This peculiarity of the dental environment, known since the '70s, induced manufacturers to find ways to control the dental unit without using dentist's hands. A very widespread way is controlling the dental unit (e.g. patient's chair adjustment;, turbine/micromotor increase/decrease of rounds-per-minute, and direction of rotation) through a foot control connected to the dental unit; the foot control being known since the '60s. Nonetheless, using feet to control dental units has some limitations, linked both to the lesser precision of foot controls with respect to hand controls, and to the way of controlling through a foot control, which obliges the dentist to memorize complex sequences of actions (typically a foot control only has a couple of buttons and a lever or joy-stick).
Moreover, since the '90s there have been important innovations in dental imaging field.
On one hand, intra-oral cameras have known a large spread, both to improve dentist-patient communication, and to record the different therapeutic steps for medico-legal reasons. Here, too, given the small dimensions of the camera handpiece, often having just one key, controlling navigation among images or acquired video sequences can become problematic. Often even foot control is difficult to use.
On the other hand, again since the 90's, digital imaging started to spread, first with intra-oral sensors, successively with wider sensor used on panoramic and specific CT apparatuses (extra-oral radiographic apparatuses like panoramic apparatuses and Cone-Beam Computerized Tomography, CBCT). The consultation of radiographs during a dental operation can be of paramount importance, like in e.g. endodontics or metallic implant placement in maxillary or mandibular bone.
An alternative possibility of controlling a device and visualizing images is offered by a recent technology development, wearable electronic devices. At the moment on the market there are wearable electronic devices having approximately the shape of glasses which can be supported by user's nose and ears, in our case by dentist's nose and ears.
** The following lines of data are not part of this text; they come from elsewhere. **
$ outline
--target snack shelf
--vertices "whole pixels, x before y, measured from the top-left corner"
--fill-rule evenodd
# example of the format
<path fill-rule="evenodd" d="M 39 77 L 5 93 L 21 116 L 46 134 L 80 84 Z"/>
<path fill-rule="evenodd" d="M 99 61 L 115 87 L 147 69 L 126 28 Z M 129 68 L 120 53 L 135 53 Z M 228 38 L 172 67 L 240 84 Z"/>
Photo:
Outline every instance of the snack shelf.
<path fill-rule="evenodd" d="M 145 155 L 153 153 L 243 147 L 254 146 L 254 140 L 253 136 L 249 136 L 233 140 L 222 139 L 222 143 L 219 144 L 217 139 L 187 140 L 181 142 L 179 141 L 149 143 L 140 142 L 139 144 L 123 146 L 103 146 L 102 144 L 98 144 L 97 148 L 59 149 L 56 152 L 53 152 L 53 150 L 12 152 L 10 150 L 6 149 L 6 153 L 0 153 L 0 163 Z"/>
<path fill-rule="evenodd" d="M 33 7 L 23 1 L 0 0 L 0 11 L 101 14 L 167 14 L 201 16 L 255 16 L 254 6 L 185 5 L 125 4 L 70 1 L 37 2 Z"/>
Said wearable electronic devices typically comprise:
a portion which can be supported by user's nose;
a portion which can be supported by user's ears;
a housing for electronic circuits, in particular a control module and a memory module;
a camera module;
an output module allowing the user to interact with the wearable electronic device, e.g. a module supplying information to the user in speech form (e.g. a loudspeaker) or visible form (e.g. a display);
a module to show images to the user while she/he is wearing the wearable electronic device;
a module allowing the user to control the wearable electronic device, e.g. a module capable of recognizing speech commands, a module capable of recognizing gestures performed by the user, a module capable of receiving touch commands (e.g. a touch pad);
a module capable of performing a wireless connection (e.g. Bluetooth, WiFi) with other devices in the area around the user.
With respect to image visualization, different kinds of wearable electronic devices are available on the market at the moment, wherein:
Images are visualized on a screen on the edge of lenses,
The screen is part of the lens,
Images are projected directly on the lenses making use of different technologies, e.g. holography.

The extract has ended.